I would also stress that we would never offer a patient with cancer a placebo instead of a legitimate treatment. These are carefully designed trials that look at the best available existing therapy that would be offered to a patient and see if we can make improvements by adding a new therapy or modify the existing therapy. In the case of very new treatments (such as when CD19-CAR T cells were first tested), patients are only eligible to participate if they didn’t respond to other standard chemotherapy. It’s a way to offer a new treatment to patients that could help them, doing it as safely as possible and rigorously learning from it, so that it can improve therapies in the future. Especially in early phase trials, we don’t know if the new treatment will benefit a participating patient, but without other patients having participated in clinical trials before them, we would not be able to achieve the outcomes in pediatric oncology we have today.

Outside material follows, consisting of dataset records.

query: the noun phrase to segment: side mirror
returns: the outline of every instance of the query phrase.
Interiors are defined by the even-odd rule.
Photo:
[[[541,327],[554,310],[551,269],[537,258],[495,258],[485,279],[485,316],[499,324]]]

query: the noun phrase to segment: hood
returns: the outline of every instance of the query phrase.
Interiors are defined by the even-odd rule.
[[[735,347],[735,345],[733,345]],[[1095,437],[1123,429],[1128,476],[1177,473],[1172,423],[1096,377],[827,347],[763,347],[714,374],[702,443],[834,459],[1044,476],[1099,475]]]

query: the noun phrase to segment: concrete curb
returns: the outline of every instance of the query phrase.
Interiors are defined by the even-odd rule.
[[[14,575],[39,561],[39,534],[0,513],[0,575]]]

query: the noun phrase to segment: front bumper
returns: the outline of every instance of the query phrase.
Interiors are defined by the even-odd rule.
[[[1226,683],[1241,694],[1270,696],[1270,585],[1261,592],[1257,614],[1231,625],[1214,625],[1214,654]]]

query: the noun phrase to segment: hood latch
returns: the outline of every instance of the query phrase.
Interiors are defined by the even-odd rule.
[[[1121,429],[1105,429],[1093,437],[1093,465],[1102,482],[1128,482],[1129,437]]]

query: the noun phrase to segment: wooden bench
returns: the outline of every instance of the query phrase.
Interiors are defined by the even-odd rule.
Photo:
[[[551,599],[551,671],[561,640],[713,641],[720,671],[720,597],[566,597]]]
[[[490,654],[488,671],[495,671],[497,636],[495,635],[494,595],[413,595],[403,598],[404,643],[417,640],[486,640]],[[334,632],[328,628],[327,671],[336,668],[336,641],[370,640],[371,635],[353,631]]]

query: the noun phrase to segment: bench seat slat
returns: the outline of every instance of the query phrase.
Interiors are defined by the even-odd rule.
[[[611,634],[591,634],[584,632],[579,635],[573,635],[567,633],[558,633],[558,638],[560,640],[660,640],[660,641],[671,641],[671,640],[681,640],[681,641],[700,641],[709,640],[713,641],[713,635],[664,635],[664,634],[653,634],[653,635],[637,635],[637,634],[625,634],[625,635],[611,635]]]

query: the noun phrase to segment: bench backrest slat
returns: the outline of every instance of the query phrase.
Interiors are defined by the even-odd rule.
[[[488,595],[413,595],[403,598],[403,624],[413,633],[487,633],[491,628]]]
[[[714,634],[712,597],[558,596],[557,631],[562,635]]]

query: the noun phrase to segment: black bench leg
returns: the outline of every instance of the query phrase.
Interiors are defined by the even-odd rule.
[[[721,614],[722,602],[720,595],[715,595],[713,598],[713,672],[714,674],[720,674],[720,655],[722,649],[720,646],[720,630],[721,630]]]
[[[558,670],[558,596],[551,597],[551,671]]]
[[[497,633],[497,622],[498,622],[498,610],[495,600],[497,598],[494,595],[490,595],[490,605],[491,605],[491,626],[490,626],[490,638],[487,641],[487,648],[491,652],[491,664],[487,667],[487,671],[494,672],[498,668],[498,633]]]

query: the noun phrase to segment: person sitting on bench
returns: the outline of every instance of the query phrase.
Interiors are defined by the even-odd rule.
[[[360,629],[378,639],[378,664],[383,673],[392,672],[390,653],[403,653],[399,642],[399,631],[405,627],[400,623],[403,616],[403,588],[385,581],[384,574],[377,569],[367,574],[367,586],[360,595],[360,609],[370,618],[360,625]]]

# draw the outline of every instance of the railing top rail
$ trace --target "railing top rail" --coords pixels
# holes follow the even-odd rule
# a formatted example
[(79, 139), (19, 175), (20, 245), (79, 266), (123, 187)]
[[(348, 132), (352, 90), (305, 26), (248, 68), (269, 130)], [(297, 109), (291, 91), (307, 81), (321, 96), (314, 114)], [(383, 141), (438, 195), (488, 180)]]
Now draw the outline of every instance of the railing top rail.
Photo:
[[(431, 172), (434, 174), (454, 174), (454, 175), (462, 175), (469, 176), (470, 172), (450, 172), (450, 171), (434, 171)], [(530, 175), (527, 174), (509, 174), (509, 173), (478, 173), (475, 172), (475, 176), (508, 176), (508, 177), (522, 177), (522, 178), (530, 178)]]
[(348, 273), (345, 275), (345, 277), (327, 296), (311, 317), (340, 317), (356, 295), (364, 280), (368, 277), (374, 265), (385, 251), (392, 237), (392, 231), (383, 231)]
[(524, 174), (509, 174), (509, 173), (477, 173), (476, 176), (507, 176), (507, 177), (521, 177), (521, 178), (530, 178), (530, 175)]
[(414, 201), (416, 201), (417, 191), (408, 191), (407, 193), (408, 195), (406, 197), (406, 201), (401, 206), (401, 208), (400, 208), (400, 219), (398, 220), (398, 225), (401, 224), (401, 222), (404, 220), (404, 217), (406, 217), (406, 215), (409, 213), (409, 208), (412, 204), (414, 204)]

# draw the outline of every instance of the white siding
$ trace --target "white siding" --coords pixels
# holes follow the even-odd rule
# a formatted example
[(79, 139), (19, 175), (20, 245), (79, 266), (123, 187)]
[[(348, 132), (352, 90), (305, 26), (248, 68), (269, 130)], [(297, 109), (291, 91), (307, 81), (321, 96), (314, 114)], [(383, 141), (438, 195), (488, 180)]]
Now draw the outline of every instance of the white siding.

So, it’s critically important to carefully conduct clinical trials and to ensure that they include and are made available to children with cancer early on, especially if they look to be relatively safe and have shown an efficacy signal in adults.
Arthur N. Brodsky, Ph.D.:
Definitely. Finally, I wanted to touch on a non-scientific issue related to childhood cancer. Having cancer is obviously tough for anyone, but especially so for children. And in addition to the stress of the treatments themselves, being stuck in a hospital and away from their friends during this formative period in their lives can also exact a toll. So in that light, what advice do you give to parents and children with cancer as they begin their care?
Susanne Baumeister, M.D.:
That’s a good question. I think just being supportive and positive throughout the treatment and explaining what is happening to children in an age-appropriate way is key. Children are remarkably resilient, and I think it helps them to maintain a sense of structure and to be able to continue activities they enjoy, to the extent possible. Most centers have a comprehensive care team consisting not only of the medical providers, but also psychosocial support and child-life specialists that can help navigate this difficult time. I think it is critical for patients and parents to understand their treatment options, to be active participants in their medical care, and to feel that they can raise and have any concerns taken seriously.